Fig. 59.4 CT scan axial view showing ventricular dilatation in a term infant with aqueductal stenoisis.
(Courtesy of Dr Sheila Berlin.)
Monitoring and treatment
In neonates, hydrocephalus is monitored by serial cranial ultrasound measurements of ventricular size and head circumference (See Chapter 79, Cranial ultrasound).
If severe and progressive or the infant becomes symptomatic, a ventriculoperitoneal shunt is inserted surgically. It carries a significant complication rate.

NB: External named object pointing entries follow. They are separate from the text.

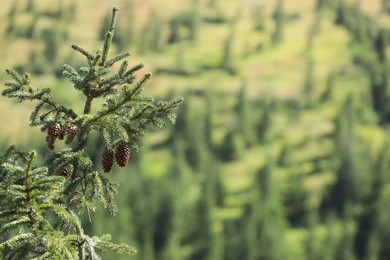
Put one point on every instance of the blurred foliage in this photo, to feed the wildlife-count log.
(281, 148)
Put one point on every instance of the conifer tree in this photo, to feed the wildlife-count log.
(227, 62)
(41, 206)
(278, 16)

Hydrocephalus in preterm infants
Usually secondary to intraventricular hemorrhage causing fibrosis and impaired CSF reabsorption. Ventricular dilatation may need treatment if progressing rapidly or causing symptoms. Ventriculoperitoneal shunt insertion in small infants may be delayed because of the risk of skin breakdown or shunt blockage if the CSF protein is high. Instead, CSF may be removed by lumbar or ventricular puncture or from a neurosurgically inserted reservoir. No difference in long-term outcome between repeated lumbar/ventricular taps compared with removal of CSF only when symptomatic. Intraventricular fibrinolytics and acetazolamide, which reduce CSF production, have not been shown to be of benefit.